Organizing the visas before leaving
I searched travel websites, websites of Ministries of External Affairs, called embassies and otherwise gathered the information that I needed. I made an excel sheet listing visa requirements for a large number of countries (which I will share here soon), and started to either deal with or eliminate the more problematic ones.
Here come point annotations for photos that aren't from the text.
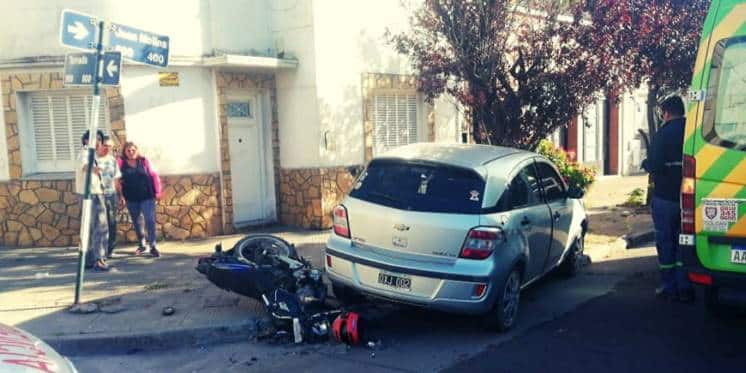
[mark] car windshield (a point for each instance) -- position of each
(417, 186)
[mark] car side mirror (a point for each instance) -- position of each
(354, 170)
(575, 193)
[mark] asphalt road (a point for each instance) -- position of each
(411, 340)
(624, 331)
(606, 319)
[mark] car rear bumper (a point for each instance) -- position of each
(720, 279)
(450, 292)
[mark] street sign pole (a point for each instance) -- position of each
(85, 224)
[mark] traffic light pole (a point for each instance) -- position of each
(85, 221)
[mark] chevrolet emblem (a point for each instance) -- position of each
(401, 227)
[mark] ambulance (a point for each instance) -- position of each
(713, 191)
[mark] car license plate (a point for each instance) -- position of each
(395, 281)
(738, 254)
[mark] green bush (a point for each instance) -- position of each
(575, 175)
(636, 197)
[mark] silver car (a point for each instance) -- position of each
(459, 228)
(22, 352)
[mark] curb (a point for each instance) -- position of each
(635, 239)
(93, 344)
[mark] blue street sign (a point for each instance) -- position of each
(139, 46)
(80, 67)
(78, 30)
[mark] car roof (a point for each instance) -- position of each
(472, 156)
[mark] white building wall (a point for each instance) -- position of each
(449, 119)
(292, 33)
(196, 27)
(173, 126)
(632, 117)
(349, 38)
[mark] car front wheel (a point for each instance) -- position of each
(574, 259)
(505, 311)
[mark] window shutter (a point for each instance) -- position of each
(42, 125)
(394, 121)
(59, 119)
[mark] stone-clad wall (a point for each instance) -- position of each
(47, 213)
(308, 196)
(189, 208)
(38, 213)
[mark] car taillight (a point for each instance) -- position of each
(700, 278)
(480, 242)
(687, 195)
(341, 224)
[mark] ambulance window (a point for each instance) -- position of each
(725, 106)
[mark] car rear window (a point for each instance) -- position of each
(725, 107)
(417, 186)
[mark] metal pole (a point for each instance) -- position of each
(85, 221)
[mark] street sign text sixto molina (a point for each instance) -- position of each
(140, 46)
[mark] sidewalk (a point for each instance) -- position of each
(39, 286)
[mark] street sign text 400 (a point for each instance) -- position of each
(156, 58)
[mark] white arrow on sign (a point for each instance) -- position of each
(111, 68)
(78, 29)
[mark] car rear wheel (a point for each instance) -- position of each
(574, 259)
(505, 311)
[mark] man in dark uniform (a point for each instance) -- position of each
(664, 163)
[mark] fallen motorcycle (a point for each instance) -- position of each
(267, 268)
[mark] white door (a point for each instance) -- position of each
(251, 175)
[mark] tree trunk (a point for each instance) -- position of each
(651, 102)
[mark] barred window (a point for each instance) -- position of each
(54, 124)
(394, 121)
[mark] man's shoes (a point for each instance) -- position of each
(686, 296)
(140, 250)
(101, 266)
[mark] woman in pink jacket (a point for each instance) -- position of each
(141, 188)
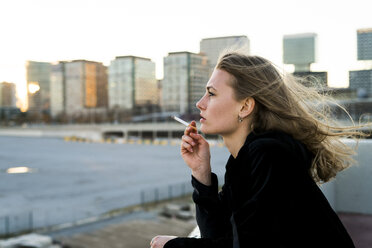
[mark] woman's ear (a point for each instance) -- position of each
(247, 107)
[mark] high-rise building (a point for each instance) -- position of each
(132, 83)
(361, 81)
(364, 40)
(38, 86)
(300, 50)
(212, 47)
(185, 77)
(78, 86)
(8, 95)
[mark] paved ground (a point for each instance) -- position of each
(137, 233)
(131, 234)
(359, 227)
(80, 180)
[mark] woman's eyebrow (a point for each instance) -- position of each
(211, 87)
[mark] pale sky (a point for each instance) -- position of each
(100, 30)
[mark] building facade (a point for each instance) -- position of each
(57, 89)
(38, 86)
(300, 50)
(361, 81)
(132, 83)
(8, 96)
(78, 86)
(212, 47)
(364, 42)
(185, 77)
(313, 78)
The US, UK and the Schengen visa are the most difficult visas to get, and you can only get them from your country of residence. So the first thing I did was get a US visa. After that I went for the UK “Working Holidaymakers Visa” that I mentioned earlier. With these two expensive visas in the bag, I started looking out for what else I might need. Getting a Schengen Visa was quite impossible as you can’t apply more than 3 months in advance! My first few destinations were Singapore, Macau, Hong Kong, South Korea, Japan, Canada (transit only) and the USA. While Singapore had a 4-day visa free transit facility, Macau and Hong Kong are both visa-free for 30 and 15 days respectively. South Korea too, are quite gracious in that you can spend up to one month in South Korea on the way to or from Japan! The Japanese visa, at 7 $ was the cheapest visa that I ever purchased. I had also obtained a Turkish visa as part of an ill-advised initial plan, but it was doomed to remain unused.
Obtaining visas on the road
With the exception of a few stubborn countries who require you to get your visa before leaving your country of residence, most allow you to obtain tourist/transit visas at their embassy in a neighbouring country. I decided to get my Latin American visas from the US or other countries in my path. Mexico could prove difficult, but they had a free of cost 30-day transit visa. And as a bonus, the four countries in CA-4 (Guatemala, Nicaragua, Honduras and El Salvador) had a common visa, and Costa Rica was visa-free for those who hold a US visa!
It was now the end of February 2008 and the time was approaching for me to leave Jakarta, my last day at work being 5th March. The only visa remaining for now was Canada and I thought I could easily get it in Hong Kong or Singapore, as I only needed a transit visa. From the US I planned to go southwards in June. Mexico at that point of time seemed to be difficult, but most of the other countries seemed friendly and I decided to worry about those visas when I got there.